Suggestions the French ruling party may have been involved in a plot to disgrace former IMF chief Dominique Strauss-Kahn were dismissed as "fantasy" yesterday by one of President Nicolas Sarkozy's closest allies.
The French Interior Minister, Claude Gueant, said an article in the New York Review of Books amounted to "guesswork and rumours".
In the article, journalist Edward Jay Epstein raised a number of disturbing questions about events before and just after Strauss-Kahn's arrest in New York in May for the alleged attempted rape of a chambermaid in the Manhattan Sofitel.

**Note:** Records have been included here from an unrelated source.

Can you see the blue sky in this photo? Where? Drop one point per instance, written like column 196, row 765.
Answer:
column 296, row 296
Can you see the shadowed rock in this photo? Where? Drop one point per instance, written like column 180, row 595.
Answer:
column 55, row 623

At the time, Strauss-Kahn, 62, a former Socialist Finance Minister, was the front-runner to win France's presidential election next year. The scandal forced him to resign his position as head of the IMF and drop out of the race.

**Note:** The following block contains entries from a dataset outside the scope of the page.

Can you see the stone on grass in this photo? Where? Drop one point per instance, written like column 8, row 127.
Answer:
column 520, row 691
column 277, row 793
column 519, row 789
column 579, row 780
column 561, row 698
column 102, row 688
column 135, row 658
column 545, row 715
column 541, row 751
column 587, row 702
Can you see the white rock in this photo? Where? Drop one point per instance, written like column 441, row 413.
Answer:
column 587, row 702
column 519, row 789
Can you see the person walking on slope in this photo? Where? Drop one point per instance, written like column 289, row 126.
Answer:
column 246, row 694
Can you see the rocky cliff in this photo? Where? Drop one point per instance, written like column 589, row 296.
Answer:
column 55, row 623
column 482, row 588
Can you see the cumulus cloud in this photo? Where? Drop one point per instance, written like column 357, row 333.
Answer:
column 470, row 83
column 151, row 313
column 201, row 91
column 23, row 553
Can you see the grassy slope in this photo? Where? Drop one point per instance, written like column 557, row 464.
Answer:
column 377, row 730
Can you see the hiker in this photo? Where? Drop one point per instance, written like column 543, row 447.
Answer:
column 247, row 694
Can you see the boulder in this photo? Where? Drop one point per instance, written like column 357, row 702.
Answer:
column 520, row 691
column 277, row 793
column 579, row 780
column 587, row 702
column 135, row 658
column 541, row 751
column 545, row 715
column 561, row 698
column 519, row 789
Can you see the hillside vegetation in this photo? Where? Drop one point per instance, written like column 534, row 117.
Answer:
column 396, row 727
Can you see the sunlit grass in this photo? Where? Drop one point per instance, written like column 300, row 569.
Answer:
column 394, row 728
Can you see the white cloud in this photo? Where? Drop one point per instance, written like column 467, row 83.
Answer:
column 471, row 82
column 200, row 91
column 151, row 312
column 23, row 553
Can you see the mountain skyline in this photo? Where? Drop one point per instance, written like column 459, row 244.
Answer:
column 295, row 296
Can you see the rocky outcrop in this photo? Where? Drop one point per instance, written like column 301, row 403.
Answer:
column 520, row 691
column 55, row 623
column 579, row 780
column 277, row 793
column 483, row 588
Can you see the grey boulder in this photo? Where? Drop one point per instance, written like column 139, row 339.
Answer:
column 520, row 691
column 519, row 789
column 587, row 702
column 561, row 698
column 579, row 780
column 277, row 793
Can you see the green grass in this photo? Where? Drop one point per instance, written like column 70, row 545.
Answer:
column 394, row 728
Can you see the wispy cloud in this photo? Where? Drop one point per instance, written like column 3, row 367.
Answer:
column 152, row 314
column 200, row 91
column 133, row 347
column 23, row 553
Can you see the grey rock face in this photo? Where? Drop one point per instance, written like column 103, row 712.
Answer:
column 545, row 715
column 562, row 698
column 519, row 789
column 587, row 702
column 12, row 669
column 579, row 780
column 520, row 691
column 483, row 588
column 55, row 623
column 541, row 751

Epstein's article was based, in part, on tapes from security cameras at the Sofitel seized by American police. He said the tapes showed two security officials at the hotel slapping hands and going into a "strange dance of joy for three minutes" soon after the chambermaid Nafissatou Diallo reported the alleged assault.
In a statement yesterday, the French-owned Accor Group, which owns the hotel, said the alleged "dance of joy" lasted only 8 seconds and had nothing to do with the Strauss-Kahn affair.

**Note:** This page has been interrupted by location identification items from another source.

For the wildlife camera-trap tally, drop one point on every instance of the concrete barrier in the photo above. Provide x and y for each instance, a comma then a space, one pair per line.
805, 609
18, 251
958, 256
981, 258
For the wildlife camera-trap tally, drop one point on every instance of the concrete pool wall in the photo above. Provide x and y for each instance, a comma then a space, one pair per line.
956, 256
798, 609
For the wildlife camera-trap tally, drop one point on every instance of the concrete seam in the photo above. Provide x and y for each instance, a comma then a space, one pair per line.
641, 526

The group also rejected Epstein's suggestions that Diallo may have had an "accomplice" in a nearby suite, saying that suite was occupied by a guest who checked out 30 minutes before the alleged assault.
Epstein also alleged that emails sent by Strauss-Kahn on his BlackBerry in the days before the incident were read by officials at the headquarters of Sarkozy's Union pour un Mouvement Populaire.
The BlackBerry went missing on the day of the alleged assault.
The leader of the UMP, Jean-Francois Cope, said his party had never attempted to spy on or trap the former presidential front-runner.